Stone took his own tray from the dumbwaiter and got in bed with it, adjusting the back with the remote control. “I’m glad you’re feeling better this morning,” he said. She was digging into the breakfast with enthusiasm.
“I am, and I’m starved,” she said.
Breakfast finished, he put their trays back into the dumbwaiter and sent it downstairs. He poured them both some more coffee and got back into bed. “I need to know a lot more about your ex-husband,” he said, “if I’m going to be able to help.”
“What do you want to know?” she asked, sipping her coffee.
“How long were you married?”
“Nine years.”
“What was the character of the marriage?”
“At first, okay, then increasingly distant, then finally violent.”
“You beat him up?”
She laughed. “I got in a couple of good licks,” she said, “but I got the worst of it. I moved in with a girlfriend and got a lawyer.”
“Tell me about the settlement.”
“He wouldn’t settle, so it was really an award by the judge.
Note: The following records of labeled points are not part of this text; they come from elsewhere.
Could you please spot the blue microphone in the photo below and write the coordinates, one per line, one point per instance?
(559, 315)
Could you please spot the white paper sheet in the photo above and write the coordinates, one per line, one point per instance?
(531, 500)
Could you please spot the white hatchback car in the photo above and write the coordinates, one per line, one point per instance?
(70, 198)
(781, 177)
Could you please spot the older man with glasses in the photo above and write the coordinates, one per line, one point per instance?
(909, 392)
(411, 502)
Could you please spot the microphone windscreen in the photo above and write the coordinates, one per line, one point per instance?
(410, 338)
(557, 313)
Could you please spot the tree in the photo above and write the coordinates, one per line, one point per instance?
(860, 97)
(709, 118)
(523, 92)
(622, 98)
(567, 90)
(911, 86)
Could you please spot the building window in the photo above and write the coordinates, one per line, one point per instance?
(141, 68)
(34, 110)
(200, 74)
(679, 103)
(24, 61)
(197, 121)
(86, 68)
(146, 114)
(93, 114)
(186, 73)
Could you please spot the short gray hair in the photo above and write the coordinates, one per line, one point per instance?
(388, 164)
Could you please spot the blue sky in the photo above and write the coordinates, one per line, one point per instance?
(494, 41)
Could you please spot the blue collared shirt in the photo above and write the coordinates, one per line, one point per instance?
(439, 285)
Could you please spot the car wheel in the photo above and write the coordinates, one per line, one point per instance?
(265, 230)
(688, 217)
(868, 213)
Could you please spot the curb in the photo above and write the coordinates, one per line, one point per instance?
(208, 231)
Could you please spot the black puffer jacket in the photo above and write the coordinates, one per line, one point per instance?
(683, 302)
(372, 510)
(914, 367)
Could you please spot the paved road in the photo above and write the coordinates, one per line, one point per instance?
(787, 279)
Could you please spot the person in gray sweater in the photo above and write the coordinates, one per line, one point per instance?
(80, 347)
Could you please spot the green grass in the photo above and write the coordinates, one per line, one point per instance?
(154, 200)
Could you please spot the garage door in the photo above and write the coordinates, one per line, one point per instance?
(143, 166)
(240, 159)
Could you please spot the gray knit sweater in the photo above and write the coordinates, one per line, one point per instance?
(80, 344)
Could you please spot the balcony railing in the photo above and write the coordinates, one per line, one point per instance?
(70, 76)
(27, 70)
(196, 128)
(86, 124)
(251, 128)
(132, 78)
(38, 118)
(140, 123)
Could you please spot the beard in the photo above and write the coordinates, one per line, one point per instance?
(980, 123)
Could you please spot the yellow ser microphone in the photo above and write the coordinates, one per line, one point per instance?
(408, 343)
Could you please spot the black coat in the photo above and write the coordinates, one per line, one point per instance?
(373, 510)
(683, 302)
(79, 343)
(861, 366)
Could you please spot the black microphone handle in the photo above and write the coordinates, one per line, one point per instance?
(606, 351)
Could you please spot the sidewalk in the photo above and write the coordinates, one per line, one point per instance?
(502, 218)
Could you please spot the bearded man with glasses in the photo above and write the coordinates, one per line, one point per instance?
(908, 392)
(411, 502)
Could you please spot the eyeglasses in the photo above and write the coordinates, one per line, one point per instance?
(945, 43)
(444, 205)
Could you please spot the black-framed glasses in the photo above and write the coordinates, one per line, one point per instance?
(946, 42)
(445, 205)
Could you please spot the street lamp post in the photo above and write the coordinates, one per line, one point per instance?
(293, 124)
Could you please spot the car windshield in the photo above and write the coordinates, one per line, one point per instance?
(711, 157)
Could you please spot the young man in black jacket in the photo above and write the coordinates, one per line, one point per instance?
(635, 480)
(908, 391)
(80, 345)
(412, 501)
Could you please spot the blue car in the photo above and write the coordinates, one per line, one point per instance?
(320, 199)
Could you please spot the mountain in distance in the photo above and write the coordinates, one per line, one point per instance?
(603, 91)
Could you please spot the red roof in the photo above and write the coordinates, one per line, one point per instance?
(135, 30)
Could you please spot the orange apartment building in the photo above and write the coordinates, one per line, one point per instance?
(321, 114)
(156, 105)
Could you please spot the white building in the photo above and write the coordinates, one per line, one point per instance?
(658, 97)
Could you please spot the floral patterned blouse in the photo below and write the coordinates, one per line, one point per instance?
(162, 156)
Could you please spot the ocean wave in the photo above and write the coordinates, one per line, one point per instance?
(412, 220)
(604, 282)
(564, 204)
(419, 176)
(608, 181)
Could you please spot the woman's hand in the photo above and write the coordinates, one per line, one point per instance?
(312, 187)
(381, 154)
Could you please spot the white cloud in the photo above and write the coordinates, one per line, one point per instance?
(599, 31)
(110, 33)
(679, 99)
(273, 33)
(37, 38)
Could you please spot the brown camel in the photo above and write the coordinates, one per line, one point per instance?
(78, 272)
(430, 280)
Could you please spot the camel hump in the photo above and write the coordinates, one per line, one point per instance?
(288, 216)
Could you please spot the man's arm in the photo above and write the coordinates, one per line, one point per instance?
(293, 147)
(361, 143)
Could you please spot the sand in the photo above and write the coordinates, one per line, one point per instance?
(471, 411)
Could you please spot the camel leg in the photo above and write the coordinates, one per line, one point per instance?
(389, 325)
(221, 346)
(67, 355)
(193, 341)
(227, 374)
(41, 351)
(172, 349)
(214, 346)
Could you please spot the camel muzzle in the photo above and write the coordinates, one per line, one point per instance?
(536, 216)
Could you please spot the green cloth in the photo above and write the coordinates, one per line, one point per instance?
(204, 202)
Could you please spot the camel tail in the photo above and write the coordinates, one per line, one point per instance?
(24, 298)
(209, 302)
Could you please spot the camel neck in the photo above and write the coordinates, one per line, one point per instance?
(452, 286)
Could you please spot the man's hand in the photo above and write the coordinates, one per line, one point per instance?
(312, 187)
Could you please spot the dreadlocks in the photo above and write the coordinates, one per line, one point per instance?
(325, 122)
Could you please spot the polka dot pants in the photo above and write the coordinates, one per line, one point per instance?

I got the house on Habersham, which I sold immediately, half his brokerage account, which I put into a municipal bond fund, and one million dollars in cash, most of which I invested conservatively.”
“Did the house have a mortgage?”
“No; times were good when he bought it. He paid a million two, and I sold it for four and a half million.”
“So, you’ve got several million dollars squirreled away.”
“Winter always comes,” she said.
“What is he so mad about?” Stone asked.
“The fact that I left him and the size of the award. It amounted to half of what he had.”
“He was surprised that you divorced him after he beat you up?”
“Not surprised, I think, just angry. It made the papers, and that made him look bad. He’s angry about the award, because he wouldn’t have given me a dime, unless he had been forced to. He’s mad, too, because he knows that he could have settled for less than the judge gave me. That really got him angry. That and the fact that, in the real estate crunch, he’s lost most of what he had left.”
“Does he have anything to gain by killing you? Insurance, maybe?”
“No.”
“So, it’s just irrational anger?”
“That’s what he’s good at.”
“You said you don’t know his address in Atlanta?”
“That’s right.”
The doorbell rang on his phone, and Stone pressed the speaker button. “Yes?”
“It’s Bob. I’ve got Carrie’s luggage, and the Leahys are here.”
“Take the Leahys to the kitchen. There’s coffee already made and Danish in the fridge. We’ll be down in a few minutes.” He pressed the button again and turned to Carrie. “We’d better get dressed; Bob is going to want to brief you about your security.”